Updated 06 October 2015

Rooibos: an alternative energy drink

Endurance athletes may be better off consuming simple, inexpensive, home-made rooibos drinks than relying exclusively on expensive, over-hyped energy products, endurance athlete, microbiologist and nutritionist Hannele Steyn-Kotze says.

She should know what she’s taking about. After 25 years of competitive racing her CV includes 11 Triathlon World Cups, nine Mountain Bike World Cups, a ladies’ Cape Epic Win, numerous endurance World Championships and two more pages of achievements.

Following her 10th Cape Epic and a number of 200km one-day races, Hannele began experimenting with alternatives as she found that the sugars in some energy products did not work well. Other endurance athletes she talked to related similar experiences.

Artificial sweeteners, flavourings and colourants

"There have been a lot of studies into exercise and nutrition, but very little has focused on how to sustain energy levels during multi-day events," she says.

"I’m not saying that there aren’t some good energy products out there – I continue to use a very good, scientifically researched nutrition product and energy drink to supplement natural products - but not all of them work optimally for endurance athletes.

"Another concern is that some are packed with sugars, vegetable fat, artificial sweeteners, flavouring agents and colourants.

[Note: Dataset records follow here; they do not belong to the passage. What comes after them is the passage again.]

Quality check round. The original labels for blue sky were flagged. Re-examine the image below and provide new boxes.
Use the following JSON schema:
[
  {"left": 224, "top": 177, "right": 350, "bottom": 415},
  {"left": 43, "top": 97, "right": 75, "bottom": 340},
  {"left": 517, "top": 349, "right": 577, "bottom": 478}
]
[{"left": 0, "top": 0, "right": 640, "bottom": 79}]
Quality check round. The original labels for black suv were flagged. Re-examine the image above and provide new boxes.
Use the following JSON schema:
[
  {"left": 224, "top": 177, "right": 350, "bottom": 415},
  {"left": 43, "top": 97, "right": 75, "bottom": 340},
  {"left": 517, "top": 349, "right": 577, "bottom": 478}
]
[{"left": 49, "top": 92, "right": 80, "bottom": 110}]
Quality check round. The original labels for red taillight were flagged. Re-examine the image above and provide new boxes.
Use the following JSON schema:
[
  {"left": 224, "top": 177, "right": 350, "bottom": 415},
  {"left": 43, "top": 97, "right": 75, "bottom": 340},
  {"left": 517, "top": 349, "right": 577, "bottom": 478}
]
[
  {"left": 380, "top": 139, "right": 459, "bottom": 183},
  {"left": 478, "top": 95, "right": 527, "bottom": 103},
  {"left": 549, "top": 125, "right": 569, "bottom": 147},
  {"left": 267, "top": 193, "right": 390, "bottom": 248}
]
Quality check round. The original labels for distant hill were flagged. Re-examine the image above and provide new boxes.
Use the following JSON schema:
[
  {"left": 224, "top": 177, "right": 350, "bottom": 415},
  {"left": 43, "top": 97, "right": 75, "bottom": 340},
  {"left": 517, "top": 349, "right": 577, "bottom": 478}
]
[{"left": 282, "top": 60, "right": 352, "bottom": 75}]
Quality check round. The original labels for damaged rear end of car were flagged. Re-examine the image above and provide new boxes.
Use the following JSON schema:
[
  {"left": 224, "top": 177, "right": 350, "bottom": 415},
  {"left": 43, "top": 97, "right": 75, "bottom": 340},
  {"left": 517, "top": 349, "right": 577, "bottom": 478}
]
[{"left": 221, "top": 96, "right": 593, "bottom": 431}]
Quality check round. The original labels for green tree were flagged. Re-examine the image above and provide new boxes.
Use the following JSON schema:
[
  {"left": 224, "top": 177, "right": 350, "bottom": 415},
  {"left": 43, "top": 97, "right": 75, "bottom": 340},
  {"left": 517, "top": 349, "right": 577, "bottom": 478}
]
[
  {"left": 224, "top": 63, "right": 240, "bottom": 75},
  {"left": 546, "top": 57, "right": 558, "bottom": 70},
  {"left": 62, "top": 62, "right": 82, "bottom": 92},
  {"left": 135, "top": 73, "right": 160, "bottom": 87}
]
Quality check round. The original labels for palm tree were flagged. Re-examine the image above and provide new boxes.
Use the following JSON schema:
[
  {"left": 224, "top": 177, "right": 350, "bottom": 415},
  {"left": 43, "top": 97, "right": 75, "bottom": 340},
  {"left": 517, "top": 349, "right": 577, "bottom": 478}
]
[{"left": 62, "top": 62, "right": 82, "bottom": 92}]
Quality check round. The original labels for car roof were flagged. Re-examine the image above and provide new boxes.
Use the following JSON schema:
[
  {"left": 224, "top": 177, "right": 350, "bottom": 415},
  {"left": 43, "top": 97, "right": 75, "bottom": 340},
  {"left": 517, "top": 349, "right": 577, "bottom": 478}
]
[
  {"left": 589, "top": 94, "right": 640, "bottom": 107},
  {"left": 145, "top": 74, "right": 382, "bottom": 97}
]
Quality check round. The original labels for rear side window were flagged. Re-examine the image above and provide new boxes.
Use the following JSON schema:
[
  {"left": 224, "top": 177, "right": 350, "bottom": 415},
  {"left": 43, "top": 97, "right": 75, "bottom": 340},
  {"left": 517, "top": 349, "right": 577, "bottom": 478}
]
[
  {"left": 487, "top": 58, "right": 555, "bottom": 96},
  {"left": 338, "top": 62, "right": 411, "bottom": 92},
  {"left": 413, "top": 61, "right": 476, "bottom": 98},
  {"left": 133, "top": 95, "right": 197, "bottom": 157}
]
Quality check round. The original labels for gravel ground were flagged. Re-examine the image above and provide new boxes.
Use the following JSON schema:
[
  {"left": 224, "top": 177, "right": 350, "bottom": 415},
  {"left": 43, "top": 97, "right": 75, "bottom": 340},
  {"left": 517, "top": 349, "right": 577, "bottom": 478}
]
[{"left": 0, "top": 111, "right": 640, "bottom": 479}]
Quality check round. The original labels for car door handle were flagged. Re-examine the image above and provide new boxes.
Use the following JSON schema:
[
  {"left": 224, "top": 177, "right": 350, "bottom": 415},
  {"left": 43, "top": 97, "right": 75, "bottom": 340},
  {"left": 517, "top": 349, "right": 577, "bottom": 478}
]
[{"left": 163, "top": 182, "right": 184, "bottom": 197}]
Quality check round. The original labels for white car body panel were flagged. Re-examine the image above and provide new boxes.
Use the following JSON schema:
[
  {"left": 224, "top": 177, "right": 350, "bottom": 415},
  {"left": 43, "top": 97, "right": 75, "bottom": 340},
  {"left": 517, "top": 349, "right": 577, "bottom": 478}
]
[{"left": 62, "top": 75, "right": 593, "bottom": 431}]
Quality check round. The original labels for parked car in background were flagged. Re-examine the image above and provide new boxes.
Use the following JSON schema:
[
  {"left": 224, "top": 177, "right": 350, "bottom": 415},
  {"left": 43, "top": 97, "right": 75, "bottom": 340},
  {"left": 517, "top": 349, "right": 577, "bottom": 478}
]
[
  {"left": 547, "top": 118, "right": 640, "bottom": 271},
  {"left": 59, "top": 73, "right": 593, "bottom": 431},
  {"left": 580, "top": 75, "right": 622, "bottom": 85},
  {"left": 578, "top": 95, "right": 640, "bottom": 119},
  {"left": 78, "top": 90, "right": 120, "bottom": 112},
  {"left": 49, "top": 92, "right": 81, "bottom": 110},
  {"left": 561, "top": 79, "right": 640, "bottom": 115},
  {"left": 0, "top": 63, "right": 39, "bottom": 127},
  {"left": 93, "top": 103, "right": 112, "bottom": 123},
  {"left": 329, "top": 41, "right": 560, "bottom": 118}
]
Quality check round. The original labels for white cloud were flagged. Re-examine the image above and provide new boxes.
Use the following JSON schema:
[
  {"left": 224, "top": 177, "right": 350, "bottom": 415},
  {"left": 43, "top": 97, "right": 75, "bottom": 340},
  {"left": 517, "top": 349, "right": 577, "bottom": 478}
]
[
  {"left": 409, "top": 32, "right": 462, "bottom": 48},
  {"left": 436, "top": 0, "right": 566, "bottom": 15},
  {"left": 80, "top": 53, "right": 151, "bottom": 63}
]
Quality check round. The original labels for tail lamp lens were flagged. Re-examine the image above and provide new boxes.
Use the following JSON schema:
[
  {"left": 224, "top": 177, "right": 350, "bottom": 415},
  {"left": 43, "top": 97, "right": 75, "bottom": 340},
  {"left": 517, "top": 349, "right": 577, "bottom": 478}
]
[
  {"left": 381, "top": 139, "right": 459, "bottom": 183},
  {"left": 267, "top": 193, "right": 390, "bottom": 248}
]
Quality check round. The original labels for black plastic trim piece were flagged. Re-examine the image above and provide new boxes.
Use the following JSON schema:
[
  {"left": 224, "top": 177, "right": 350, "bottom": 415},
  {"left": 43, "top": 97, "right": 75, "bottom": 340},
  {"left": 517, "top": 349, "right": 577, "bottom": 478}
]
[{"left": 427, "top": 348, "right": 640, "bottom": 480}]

Putting these into your body on a sustained basis, particularly if you are constantly pushing your limits, isn’t a good idea."

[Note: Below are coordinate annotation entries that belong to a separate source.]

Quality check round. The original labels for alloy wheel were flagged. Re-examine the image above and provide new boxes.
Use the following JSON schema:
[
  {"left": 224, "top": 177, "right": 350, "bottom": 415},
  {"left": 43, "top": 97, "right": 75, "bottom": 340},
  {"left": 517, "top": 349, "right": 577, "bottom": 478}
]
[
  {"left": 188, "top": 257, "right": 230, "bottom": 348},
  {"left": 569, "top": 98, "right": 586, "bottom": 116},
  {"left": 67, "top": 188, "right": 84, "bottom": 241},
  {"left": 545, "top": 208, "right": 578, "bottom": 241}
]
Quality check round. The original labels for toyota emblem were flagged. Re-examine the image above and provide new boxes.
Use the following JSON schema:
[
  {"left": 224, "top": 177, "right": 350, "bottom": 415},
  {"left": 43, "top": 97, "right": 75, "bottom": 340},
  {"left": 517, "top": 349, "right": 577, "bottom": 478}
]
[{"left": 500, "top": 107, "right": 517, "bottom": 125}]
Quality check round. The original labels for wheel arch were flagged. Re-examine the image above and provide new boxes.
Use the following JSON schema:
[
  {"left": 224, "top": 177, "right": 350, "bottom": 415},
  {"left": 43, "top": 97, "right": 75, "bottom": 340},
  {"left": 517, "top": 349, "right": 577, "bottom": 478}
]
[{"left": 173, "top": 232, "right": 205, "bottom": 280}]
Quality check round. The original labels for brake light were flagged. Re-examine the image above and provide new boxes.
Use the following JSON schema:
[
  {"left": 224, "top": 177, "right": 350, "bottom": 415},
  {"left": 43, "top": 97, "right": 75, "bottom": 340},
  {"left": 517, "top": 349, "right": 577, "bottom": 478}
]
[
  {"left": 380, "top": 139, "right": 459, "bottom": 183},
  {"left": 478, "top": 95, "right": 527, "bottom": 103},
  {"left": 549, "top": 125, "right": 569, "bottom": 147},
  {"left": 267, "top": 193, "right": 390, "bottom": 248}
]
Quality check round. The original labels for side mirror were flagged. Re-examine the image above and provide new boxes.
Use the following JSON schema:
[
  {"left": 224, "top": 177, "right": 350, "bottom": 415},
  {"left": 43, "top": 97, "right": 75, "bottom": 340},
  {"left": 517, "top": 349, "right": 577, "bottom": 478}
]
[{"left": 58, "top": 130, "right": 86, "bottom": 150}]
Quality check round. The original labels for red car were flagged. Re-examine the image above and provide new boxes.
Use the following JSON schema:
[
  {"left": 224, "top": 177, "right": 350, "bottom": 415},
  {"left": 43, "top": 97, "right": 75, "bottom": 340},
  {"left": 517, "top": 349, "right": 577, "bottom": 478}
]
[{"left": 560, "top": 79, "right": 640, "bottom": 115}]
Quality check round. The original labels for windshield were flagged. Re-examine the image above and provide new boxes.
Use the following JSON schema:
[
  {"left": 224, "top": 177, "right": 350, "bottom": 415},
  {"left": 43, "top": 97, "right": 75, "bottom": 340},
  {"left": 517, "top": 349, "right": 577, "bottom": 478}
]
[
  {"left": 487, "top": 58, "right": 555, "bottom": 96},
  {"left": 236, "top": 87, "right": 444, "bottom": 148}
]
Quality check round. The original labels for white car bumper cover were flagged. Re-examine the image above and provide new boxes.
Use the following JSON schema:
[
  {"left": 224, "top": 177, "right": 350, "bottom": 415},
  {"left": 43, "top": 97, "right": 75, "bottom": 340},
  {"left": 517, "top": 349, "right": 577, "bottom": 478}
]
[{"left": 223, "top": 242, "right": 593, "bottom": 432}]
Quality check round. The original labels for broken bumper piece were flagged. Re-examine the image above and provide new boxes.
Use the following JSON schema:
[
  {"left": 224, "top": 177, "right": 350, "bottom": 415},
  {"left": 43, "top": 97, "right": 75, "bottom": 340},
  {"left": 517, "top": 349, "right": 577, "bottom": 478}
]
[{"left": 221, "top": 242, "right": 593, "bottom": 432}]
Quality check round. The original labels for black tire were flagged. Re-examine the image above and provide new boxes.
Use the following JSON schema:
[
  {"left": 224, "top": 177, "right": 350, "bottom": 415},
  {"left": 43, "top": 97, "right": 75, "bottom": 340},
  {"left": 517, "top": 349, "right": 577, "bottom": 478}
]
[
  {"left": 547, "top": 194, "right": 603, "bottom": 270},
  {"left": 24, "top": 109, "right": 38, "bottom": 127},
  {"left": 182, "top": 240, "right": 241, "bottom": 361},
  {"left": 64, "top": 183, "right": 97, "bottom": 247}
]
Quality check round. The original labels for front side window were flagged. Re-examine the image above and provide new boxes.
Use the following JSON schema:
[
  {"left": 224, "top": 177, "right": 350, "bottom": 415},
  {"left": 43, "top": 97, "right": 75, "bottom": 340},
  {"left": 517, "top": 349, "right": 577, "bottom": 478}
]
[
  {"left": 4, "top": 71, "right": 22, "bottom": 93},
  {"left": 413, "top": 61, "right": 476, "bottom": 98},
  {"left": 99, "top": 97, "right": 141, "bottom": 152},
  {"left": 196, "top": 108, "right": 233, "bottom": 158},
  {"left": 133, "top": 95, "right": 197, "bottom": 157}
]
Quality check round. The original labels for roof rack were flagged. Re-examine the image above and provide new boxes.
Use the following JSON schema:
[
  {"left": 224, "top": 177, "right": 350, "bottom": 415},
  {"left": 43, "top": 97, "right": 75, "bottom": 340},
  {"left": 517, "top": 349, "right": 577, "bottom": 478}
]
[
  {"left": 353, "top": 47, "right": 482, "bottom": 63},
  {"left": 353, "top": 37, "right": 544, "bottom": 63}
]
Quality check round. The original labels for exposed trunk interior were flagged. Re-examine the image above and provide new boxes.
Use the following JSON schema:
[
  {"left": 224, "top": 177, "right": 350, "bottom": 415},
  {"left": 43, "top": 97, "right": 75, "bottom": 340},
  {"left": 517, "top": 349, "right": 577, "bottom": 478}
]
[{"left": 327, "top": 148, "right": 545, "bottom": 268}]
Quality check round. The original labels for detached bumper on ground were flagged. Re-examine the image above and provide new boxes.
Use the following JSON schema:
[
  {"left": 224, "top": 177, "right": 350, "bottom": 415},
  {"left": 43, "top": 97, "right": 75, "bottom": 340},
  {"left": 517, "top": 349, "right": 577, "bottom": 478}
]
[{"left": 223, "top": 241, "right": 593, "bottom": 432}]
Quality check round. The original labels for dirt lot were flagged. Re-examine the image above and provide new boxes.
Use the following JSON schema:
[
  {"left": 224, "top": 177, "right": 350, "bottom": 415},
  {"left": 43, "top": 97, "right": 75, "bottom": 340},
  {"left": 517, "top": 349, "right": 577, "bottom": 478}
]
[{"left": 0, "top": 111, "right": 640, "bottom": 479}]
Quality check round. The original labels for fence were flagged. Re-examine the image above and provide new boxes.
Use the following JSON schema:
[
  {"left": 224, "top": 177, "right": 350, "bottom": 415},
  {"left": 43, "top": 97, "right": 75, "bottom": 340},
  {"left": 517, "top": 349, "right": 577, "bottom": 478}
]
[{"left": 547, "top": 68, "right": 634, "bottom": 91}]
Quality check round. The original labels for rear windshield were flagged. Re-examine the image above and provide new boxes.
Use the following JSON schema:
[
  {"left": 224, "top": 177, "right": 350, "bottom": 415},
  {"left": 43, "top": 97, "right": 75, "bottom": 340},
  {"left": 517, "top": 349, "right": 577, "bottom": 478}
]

Instead of relying entirely on supplements, Hannele has gone back to basics, experimenting with natural products which are easily digested.

"I love rooibos anyway and it also ticked all the other boxes; it’s natural, easily digested and packed with anti-oxidants, so it’s really healthy.  I decided to try it in training, but to concentrate the flavour opted to use rooibos espresso powder. I mixed it with a little bit of honey, for fast energy and milk to provide fats and protein. Viola – a tasty, healthy, natural energy drink."

Field testing

She says the milk can be replaced with other options such as soy, rice or nut milk, or for shorter races omitted altogether. Diabetics can use Xylitol.

Depending on how organised you are you mix it up and freeze it overnight or make it fresh in the morning. There’s no risk of it going off as you should be consuming at least 500ml to 750ml of liquid an hour.

Being Hannele, of course she’s done extensive field testing.

"I raced my whole eight days of the Epic and the Trans Karoo (a 240km one-day race) drinking only my rooibos mix and water. It worked like a charm. The proof of the pudding: I was the first lady to finish the Trans Karoo and the seventh solo rider in a field of 250."

While Hannele acknowledges that different combinations will work for different people she’s found that combining the natural products and nutritional supplements work well for her. She uses a top protein supplement for recovery and to optimise her daily protein intake.

The South African Rooibos Council is currently funding a research project into rooibos and exercise, headed by Professor Jeanine Marnewick from the Oxidative Stress Unit at the Cape Peninsula University of Technology.